Skip to content

Building the BIOCLIM model

In this tutorial, we will build the BIOCLIM model of species distribution, using only basic functions from SpeciesDistributionToolkit.

julia
using SpeciesDistributionToolkit
using CairoMakie

The BIOCLIM model

The SDeMo package comes with an implementation of the BIOCLIM model that is much easier to use, and can actually be tuned to make predictions. This tutorial is meant to explore different operations on layers.

Getting the data

We will get data on the occurrences of the New-Zealand long-tailed bat from GBIF, and then use data from CHELSA to estimate the climatic envelope of this species.

julia
species = taxon("Chalinolobus tuberculatus"; strict = false)
query = [
    "occurrenceStatus" => "PRESENT",
    "hasCoordinate" => true,
    "country" => "NZ",
    "limit" => 300,
]
presences = occurrences(species, query...)
while length(presences) < count(presences)
    occurrences!(presences)
end

This species is endemic to New Zealand (and we limited the occurrences to this country anyway), so we can use the occurrence information to define a bounding box. Because the output of a GBIF queries uses the occurrences interface, we can simply get the latitude and longitude of each occurrence:

julia
occ = filter(!ismissing, place(presences))
left, right = extrema(first.(occ))
bottom, top = extrema(last.(occ))
bbox = (; bottom, top, left, right)
(bottom = -46.993808, top = -35.280772, left = 167.53, right = 176.71114)

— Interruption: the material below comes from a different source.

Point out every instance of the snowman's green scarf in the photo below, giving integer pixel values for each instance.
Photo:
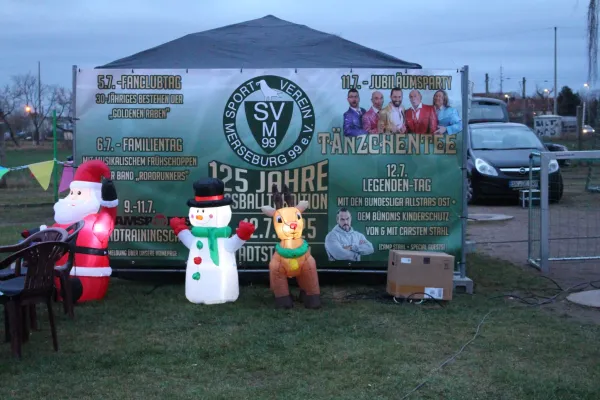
(212, 234)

We will get our environmental variables from CHELSA1:

julia
dataprovider = RasterData(CHELSA1, BioClim)
RasterData{CHELSA1, BioClim}(CHELSA1, BioClim)

The two layers we use to build this model are annual mean temperature and annual total precipitation:

julia
temp = SDMLayer(dataprovider; layer = 1, bbox...)
prec = SDMLayer(dataprovider; layer = 12, bbox...)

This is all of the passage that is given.